I had heard that, when she was in Tokyo, she got an order saying she had to be at work at a government ministry in three hours. What was all that about? “In Belarus, many athletes are officially employed by law enforcement departments, such as the armed forces or border forces. I was in the Ministry of Internal Affairs.” Surely she didn’t have a rank? “Yes, I did.” It turns out I am talking to a lieutenant, licensed to carry a lethal weapon.
Did being a sports star make her rich? She splutters. In the early years of her career, she was paid less than $200 a month. “We also got a small room in a block of flats, nine square metres for the two of us, and a bathroom shared with another family. There were several flats per floor and we all shared a kitchen, so if you left your food there, it got stolen. Our parents sent us money.”
Eventually, she got a stipend, enabling her to eat better food and buy protein supplements. “In Belarus there are no sponsorships, just presidential grants,” she says. “We only really made money by going abroad to commercial competitions where we could win cash prizes. But during Covid, the permits dried up.” Only athletes loyal to the regime got to travel frequently.
Why didn’t Lukashenko allow others to go? “I don’t know. I’m not Lukashenko. Call him and ask. Maybe he was afraid we would give interviews.”
I ask if she’s vaccinated. “Yes, with Sputnik,” she says, pulling a face, adding that most European countries don’t recognise it.
Would she like to run for Poland? “The problem is it takes three years to change sports nationality,” she says. It will be tight to make it by the Paris Olympics in 2024.
A waiter brings my chlodnik. It is served in a soup plate, not a bowl, in the typical Polish way. There is something white in the middle that I take for mozzarella. When I cut it with my spoon, yolk comes out. It’s a poached egg.
“That’s weird,” says Tsimanouskaya, clearly unconvinced by the Polish variation on tradition. “In Belarus, we get a separate plate with egg, beetroot, cucumber, dill and potatoes, and another one with kefir, and we mix it all up.”
I ask again about the protests in Minsk last year against Lukashenko’s disputed re-election. Tsimanouskaya and her family lived on the outskirts of the city and the roads were blocked by riot police. Did she imagine the protesters could prevail?
“When we saw thousands in the streets, we were sure that yes, the nation would win.
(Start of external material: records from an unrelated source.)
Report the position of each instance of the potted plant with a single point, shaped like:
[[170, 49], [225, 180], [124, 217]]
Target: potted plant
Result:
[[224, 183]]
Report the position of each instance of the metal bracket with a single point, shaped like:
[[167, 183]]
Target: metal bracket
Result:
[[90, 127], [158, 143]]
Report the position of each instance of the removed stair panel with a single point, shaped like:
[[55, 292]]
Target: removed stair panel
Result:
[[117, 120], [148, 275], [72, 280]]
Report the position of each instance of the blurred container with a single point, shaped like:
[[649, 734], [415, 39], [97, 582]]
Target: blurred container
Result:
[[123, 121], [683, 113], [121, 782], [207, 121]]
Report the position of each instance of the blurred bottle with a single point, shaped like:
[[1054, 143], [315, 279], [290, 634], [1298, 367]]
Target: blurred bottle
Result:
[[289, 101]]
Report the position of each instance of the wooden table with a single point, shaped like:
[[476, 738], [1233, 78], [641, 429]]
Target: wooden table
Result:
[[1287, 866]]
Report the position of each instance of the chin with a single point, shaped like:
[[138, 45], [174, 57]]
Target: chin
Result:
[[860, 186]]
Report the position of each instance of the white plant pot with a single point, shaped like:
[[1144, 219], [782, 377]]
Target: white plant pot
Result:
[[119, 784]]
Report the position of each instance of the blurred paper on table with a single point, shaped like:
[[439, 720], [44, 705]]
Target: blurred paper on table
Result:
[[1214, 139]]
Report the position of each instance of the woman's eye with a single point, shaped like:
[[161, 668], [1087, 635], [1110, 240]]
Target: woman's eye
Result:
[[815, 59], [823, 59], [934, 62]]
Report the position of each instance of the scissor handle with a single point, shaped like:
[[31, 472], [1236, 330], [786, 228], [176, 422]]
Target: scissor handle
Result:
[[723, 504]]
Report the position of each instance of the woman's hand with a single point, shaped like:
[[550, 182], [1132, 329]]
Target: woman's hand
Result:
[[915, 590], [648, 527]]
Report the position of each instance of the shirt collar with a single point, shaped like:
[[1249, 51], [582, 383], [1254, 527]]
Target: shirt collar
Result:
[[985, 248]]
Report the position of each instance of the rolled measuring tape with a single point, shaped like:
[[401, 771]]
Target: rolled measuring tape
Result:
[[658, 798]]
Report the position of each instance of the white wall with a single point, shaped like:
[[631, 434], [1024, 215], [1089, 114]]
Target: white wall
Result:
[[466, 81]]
But when they started beating people and shooting them, everybody became really scared,” she says. “Eventually, we will win and all come back to a new, free Belarus. We just don’t know when.”
Some colleagues have blocked her on social media. “I am sure most did because they were ordered to. That’s their decision. I have decided not to be scared and silent any more.”
All the time we have been talking, her husband has been sitting there smiling. I comment on the tattoos on his arm, one of which records their wedding date. He’s a runner too, and one of her coaches. They have been together for eight years and married for three. For their honeymoon, they came to Poland on a road trip.
“Maybe we planned all this back in 2018,” she winks, mocking the regime’s officials’ accusation that her defection had been premeditated.
I ask if she thinks Belarusian authorities might try to kidnap her. She says she feels safe in Poland and has even started to train, though of course she can’t tell me where. I marvel at the good publicity Warsaw is getting by saving a runner in distress.
An hour and a half has passed and her time is up. She struggles out of my pullover and hands it back before disappearing into a waiting car. When I leave a few minutes later, I catch a glimpse of a Rolls-Royce and two new security agents. One of the waiters tells me that it is the head of a loan firm, mindful of running into an unhappy customer. Clearly I have chosen the safest place in Warsaw.